~Copyable Synchonization Atomic

wes1 · August 6, 2024, 6:06am

(Am I not holding this right? I hope I'm mistaken...)

Per [SE-410], Synchronization Atomic in Swift 6 is ~Copyable.

But atomics are often used in teams, e.g., producer-consumer pairs. Building a library to produce validly-configured teams (to make their use correct-by-construction), I'd like the client to provide an atomic value and the library would return the team members e.g., the producer and consumer. But ~Copyable seems to make it impossible to produce distinct team members, since it can only be consumed once.

(At best I can create one component as a god-class knowing everything about all team members, possibly including client-specific per-state tracking, and showing distinct faces via (slow) protocols - yuck.)

I understand how ~Copyable move-only types can help in other situations to maintain singular ownership, but isn't the goal of an atomic to be used from multiple contexts?
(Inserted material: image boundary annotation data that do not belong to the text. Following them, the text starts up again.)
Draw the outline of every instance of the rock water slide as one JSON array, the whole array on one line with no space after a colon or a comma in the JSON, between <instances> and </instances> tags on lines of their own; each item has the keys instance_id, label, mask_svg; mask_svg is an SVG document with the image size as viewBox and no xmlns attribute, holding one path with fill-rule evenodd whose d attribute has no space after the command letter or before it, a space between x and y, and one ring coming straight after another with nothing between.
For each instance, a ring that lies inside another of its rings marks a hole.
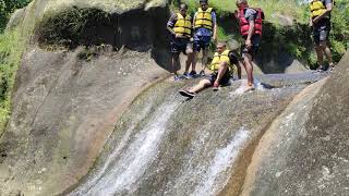
<instances>
[{"instance_id":1,"label":"rock water slide","mask_svg":"<svg viewBox=\"0 0 349 196\"><path fill-rule=\"evenodd\" d=\"M140 7L164 9L144 3L129 5L136 14ZM116 44L131 50L103 48L89 61L79 58L81 48L29 47L0 140L0 195L348 193L348 53L327 81L261 75L255 91L239 94L234 82L185 100L178 90L197 79L158 83L167 75L158 66L166 68L160 37L145 37L141 49L134 37L121 37Z\"/></svg>"}]
</instances>

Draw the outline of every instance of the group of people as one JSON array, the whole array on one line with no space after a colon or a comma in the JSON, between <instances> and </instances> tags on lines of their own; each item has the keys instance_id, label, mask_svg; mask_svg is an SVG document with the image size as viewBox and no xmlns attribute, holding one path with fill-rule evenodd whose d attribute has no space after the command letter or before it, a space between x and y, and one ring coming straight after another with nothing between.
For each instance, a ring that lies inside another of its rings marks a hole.
<instances>
[{"instance_id":1,"label":"group of people","mask_svg":"<svg viewBox=\"0 0 349 196\"><path fill-rule=\"evenodd\" d=\"M240 24L240 34L244 44L241 47L241 58L228 50L226 42L218 41L216 53L208 66L208 47L210 42L217 41L217 16L213 8L209 8L208 0L200 0L200 8L193 19L188 14L188 5L181 3L179 13L171 15L167 23L167 29L171 33L172 71L174 81L181 77L190 78L197 75L205 76L206 68L209 68L208 77L200 81L190 89L180 90L180 94L193 98L196 93L206 88L228 85L233 72L237 70L238 78L241 78L241 68L244 68L248 84L244 91L254 89L253 58L260 47L262 39L262 23L264 14L261 9L249 8L248 0L237 0L236 17ZM312 0L311 22L313 26L313 38L317 54L318 71L326 71L324 66L324 54L327 57L329 69L333 69L332 53L327 45L330 30L332 0ZM202 68L196 73L198 52L203 50ZM180 53L186 54L185 70L180 76ZM191 68L191 72L189 72Z\"/></svg>"}]
</instances>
So what can I do to make code like the following work in the current 6.0 toolchains? Am I missing some way to ~~copy~~ refer to the same underlying atomic? (~Copyable requires any container to be ~Copyable.)

enum MagicLib {
  static func demo() {
    let a = Atomic(0)
    let rw = rw(a)
    // now go do something with them...
    _ = consume rw.read
    _ = consume rw.write
  }
  static func rw(_ a: consuming Atomic<Int>) -> RW {
    // error here: consumed twice
    RW(read: Read(a: a), write: Write(a: a))
  }
  struct RW: ~Copyable {
    let read: Read
    let write: Write
  }
  struct Read: ~Copyable {
    public let a: Atomic<Int>
    public func read() -> Int {
      a.load(ordering: .sequentiallyConsistent) + 1
    }
  }

  struct Write: ~Copyable {
    public let a: Atomic<Int>
    public func write(_ a: Int) {
      self.a.store(a - 1, ordering: .sequentiallyConsistent)
    }
  }
}

[SE-410 acceptance] https://forums.swift.org/t/accepted-with-modifications-se-0410-atomics/69244

nkbelov · August 6, 2024, 7:00am

An atomic should not be copyable because it needs to have a stable memory address; the predecessor library had ManagedAtomic which was a class instance, but this requires a separate allocation and refcount traffic for each atomic, which is a bit less ideal.
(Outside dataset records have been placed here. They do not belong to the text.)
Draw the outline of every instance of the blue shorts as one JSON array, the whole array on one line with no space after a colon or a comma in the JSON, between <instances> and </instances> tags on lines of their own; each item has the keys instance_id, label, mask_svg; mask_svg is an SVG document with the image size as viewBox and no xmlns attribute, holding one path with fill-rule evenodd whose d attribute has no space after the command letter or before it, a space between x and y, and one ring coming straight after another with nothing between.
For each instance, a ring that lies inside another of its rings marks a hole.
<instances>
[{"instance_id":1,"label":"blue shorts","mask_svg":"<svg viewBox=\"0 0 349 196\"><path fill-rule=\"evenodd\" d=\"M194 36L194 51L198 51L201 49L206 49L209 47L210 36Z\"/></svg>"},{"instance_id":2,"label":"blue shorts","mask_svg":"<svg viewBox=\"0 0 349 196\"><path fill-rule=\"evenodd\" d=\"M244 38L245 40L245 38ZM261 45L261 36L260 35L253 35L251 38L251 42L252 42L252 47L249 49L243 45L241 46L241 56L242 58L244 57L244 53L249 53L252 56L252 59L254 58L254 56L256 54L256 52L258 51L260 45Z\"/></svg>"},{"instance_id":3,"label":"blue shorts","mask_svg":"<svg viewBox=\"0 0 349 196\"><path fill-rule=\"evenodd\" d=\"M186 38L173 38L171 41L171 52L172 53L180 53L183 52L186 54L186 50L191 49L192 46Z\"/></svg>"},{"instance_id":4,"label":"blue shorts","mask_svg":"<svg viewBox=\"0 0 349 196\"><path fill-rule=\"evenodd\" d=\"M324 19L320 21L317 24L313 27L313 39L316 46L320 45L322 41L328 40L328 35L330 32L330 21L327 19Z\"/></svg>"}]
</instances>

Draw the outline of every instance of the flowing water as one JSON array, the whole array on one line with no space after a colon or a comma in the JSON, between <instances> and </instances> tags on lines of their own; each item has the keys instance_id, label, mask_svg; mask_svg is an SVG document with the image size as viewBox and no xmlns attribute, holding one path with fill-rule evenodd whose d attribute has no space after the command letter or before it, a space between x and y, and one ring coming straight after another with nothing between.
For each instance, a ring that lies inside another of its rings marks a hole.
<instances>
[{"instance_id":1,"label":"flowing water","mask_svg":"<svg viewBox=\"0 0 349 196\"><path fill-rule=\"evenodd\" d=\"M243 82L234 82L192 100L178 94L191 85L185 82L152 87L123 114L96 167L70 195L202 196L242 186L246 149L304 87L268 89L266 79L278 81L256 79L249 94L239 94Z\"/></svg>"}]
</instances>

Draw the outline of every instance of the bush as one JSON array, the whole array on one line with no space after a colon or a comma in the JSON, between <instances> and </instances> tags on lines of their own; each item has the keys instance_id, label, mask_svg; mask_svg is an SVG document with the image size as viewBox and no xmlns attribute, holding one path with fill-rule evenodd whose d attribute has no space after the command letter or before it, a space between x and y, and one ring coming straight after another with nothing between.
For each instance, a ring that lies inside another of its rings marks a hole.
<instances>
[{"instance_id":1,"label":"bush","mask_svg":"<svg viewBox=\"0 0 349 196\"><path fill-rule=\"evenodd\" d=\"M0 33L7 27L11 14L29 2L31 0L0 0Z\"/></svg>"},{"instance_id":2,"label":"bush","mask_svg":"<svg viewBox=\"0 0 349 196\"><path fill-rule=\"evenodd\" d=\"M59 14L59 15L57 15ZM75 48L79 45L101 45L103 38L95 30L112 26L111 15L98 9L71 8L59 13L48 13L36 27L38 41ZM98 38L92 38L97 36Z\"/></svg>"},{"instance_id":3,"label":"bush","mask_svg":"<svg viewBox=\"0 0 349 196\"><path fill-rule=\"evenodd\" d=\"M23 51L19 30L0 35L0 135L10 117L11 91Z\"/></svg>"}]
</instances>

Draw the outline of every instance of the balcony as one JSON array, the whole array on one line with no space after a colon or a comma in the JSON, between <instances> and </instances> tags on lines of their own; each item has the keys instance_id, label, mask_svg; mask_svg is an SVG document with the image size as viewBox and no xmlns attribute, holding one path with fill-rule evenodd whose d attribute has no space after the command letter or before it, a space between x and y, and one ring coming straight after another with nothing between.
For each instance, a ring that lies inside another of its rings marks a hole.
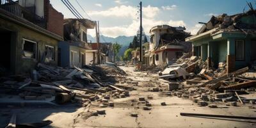
<instances>
[{"instance_id":1,"label":"balcony","mask_svg":"<svg viewBox=\"0 0 256 128\"><path fill-rule=\"evenodd\" d=\"M46 20L43 17L35 14L35 6L24 7L19 4L18 1L2 0L0 2L0 9L9 12L17 17L24 18L41 28L46 28Z\"/></svg>"}]
</instances>

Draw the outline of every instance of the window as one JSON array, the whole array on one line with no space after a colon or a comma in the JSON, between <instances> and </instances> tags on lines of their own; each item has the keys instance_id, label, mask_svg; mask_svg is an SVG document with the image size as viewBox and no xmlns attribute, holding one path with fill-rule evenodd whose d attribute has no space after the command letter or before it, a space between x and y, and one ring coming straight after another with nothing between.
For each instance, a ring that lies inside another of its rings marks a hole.
<instances>
[{"instance_id":1,"label":"window","mask_svg":"<svg viewBox=\"0 0 256 128\"><path fill-rule=\"evenodd\" d=\"M244 40L236 40L236 60L244 60Z\"/></svg>"},{"instance_id":2,"label":"window","mask_svg":"<svg viewBox=\"0 0 256 128\"><path fill-rule=\"evenodd\" d=\"M156 54L156 60L158 61L158 54Z\"/></svg>"},{"instance_id":3,"label":"window","mask_svg":"<svg viewBox=\"0 0 256 128\"><path fill-rule=\"evenodd\" d=\"M47 61L54 60L55 59L54 47L45 45L45 60Z\"/></svg>"},{"instance_id":4,"label":"window","mask_svg":"<svg viewBox=\"0 0 256 128\"><path fill-rule=\"evenodd\" d=\"M83 32L83 41L87 42L87 35L84 31Z\"/></svg>"},{"instance_id":5,"label":"window","mask_svg":"<svg viewBox=\"0 0 256 128\"><path fill-rule=\"evenodd\" d=\"M36 59L36 42L23 39L23 58Z\"/></svg>"},{"instance_id":6,"label":"window","mask_svg":"<svg viewBox=\"0 0 256 128\"><path fill-rule=\"evenodd\" d=\"M79 67L78 54L76 51L70 51L70 67Z\"/></svg>"},{"instance_id":7,"label":"window","mask_svg":"<svg viewBox=\"0 0 256 128\"><path fill-rule=\"evenodd\" d=\"M152 35L150 36L150 43L154 43L155 42L155 35Z\"/></svg>"}]
</instances>

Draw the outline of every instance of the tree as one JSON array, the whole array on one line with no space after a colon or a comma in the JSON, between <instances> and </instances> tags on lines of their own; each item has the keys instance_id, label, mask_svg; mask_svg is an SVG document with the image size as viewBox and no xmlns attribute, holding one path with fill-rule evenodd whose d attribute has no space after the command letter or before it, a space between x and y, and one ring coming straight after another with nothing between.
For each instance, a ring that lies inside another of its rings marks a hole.
<instances>
[{"instance_id":1,"label":"tree","mask_svg":"<svg viewBox=\"0 0 256 128\"><path fill-rule=\"evenodd\" d=\"M124 53L124 60L130 60L132 58L131 52L134 49L127 49Z\"/></svg>"},{"instance_id":2,"label":"tree","mask_svg":"<svg viewBox=\"0 0 256 128\"><path fill-rule=\"evenodd\" d=\"M134 36L134 37L133 38L131 46L132 47L129 48L135 49L136 47L140 47L140 42L138 41L137 36Z\"/></svg>"},{"instance_id":3,"label":"tree","mask_svg":"<svg viewBox=\"0 0 256 128\"><path fill-rule=\"evenodd\" d=\"M143 39L143 43L147 43L148 42L148 38L147 38L147 36L144 36L144 39Z\"/></svg>"},{"instance_id":4,"label":"tree","mask_svg":"<svg viewBox=\"0 0 256 128\"><path fill-rule=\"evenodd\" d=\"M114 51L114 61L116 61L116 58L117 57L117 54L119 52L120 49L122 47L122 45L119 44L115 42L112 45L113 49Z\"/></svg>"}]
</instances>

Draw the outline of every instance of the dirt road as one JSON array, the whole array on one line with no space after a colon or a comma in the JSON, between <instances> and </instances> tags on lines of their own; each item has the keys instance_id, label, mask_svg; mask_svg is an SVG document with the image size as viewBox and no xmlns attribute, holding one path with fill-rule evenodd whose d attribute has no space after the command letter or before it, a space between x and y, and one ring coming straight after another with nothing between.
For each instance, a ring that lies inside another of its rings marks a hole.
<instances>
[{"instance_id":1,"label":"dirt road","mask_svg":"<svg viewBox=\"0 0 256 128\"><path fill-rule=\"evenodd\" d=\"M138 84L122 84L132 86L135 90L129 92L130 97L111 97L110 100L114 102L114 107L100 108L99 102L92 102L86 108L74 104L53 108L38 106L33 109L8 106L0 109L3 113L0 116L0 124L6 124L8 122L10 118L7 118L6 113L16 113L19 114L18 123L52 120L52 124L47 127L256 127L253 120L182 116L180 113L256 116L256 109L249 108L248 106L224 105L221 108L200 107L189 99L170 95L167 91L168 83L158 79L157 74L134 72L133 67L120 68L127 73L126 79L132 79ZM159 86L163 92L148 91L149 88ZM148 99L148 96L152 99ZM146 102L139 101L140 97L145 97L151 104L150 110L143 110ZM161 102L164 102L166 105L161 106ZM106 115L93 116L97 110L106 110ZM131 116L132 113L138 114L138 116Z\"/></svg>"},{"instance_id":2,"label":"dirt road","mask_svg":"<svg viewBox=\"0 0 256 128\"><path fill-rule=\"evenodd\" d=\"M227 115L256 116L255 109L248 107L228 106L226 108L199 107L188 99L168 96L164 92L167 83L159 81L156 75L147 75L133 72L133 67L121 67L128 74L128 78L138 81L136 90L130 92L130 97L114 99L114 108L100 108L106 115L91 116L86 120L79 120L75 127L253 127L256 124L244 120L221 120L181 116L180 113L198 113ZM164 92L150 92L149 86L161 86ZM153 99L147 99L152 96ZM145 103L138 101L139 97L144 97L152 104L151 110L143 110ZM132 102L135 100L135 102ZM165 102L166 106L161 106ZM92 108L93 111L97 108ZM132 117L131 113L138 113Z\"/></svg>"}]
</instances>

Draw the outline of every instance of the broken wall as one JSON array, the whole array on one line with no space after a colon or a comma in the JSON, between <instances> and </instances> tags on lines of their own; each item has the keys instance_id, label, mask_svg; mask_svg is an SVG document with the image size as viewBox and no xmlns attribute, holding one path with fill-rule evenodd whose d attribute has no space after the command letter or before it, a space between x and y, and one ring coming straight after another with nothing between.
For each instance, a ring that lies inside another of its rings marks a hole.
<instances>
[{"instance_id":1,"label":"broken wall","mask_svg":"<svg viewBox=\"0 0 256 128\"><path fill-rule=\"evenodd\" d=\"M42 35L42 33L31 30L23 26L20 26L9 20L0 19L0 28L8 29L15 33L13 45L11 52L15 56L11 65L13 65L13 70L15 74L29 73L30 70L35 67L36 63L40 60L45 51L45 45L53 46L55 49L54 60L49 62L50 65L57 65L58 60L58 42L55 38ZM23 38L36 42L36 59L22 58L22 42ZM13 64L15 63L15 64Z\"/></svg>"}]
</instances>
No protocols are required. ~~You'd just have to make the RW in your example a class~~: from the proposal,

Variables of type struct Atomic are always located at a single, stable memory location, no matter its nature (be that a stored property in a class type or a noncopyable struct, an associated value in a noncopyable enum, a local variable that got promoted to the heap through a closure capture, or any other kind of variable.)

(emphasis mine).

Edit: not make the RW a class, but store the atomic in a class, then vend the parts separately if you so wish:

final class Inner {
    private let atomic: Atomic<Int>
}

struct Read {
    private let inner: Inner

    func load(ordering: AtomicLoadOrdering) -> Int { }
}

struct Write {
    private let inner: Inner

    func store(_ new: Int, ordering: AtomicStoreOrdering) { }
}

grynspan · August 6, 2024, 4:09pm

If we imagine how we'd use an atomic integer in another language (say, C++) across two types:

// 🛑 WRONG! Producer and Consumer aren't sharing state!
struct Producer {
  std::atomic<int> value;
};

struct Consumer {
  std::atomic<int> value;
};

We can immediately see we need to share a reference to the same atomic value across a producer/consumer pair, because each std::atomic<int> instance has a unique location in memory.

In Swift, value types do not have unique locations in memory by default. Swift uses ~Copyable to tell the compiler that an instance of a type cannot be copied; as an intentional side effect and with ~~dome~~ some behind-the-scenes attribute magic, the compiler can then reliably store instances of such types at fixed locations in memory (knowing no other component of the system will accidentally make a copy in another location.)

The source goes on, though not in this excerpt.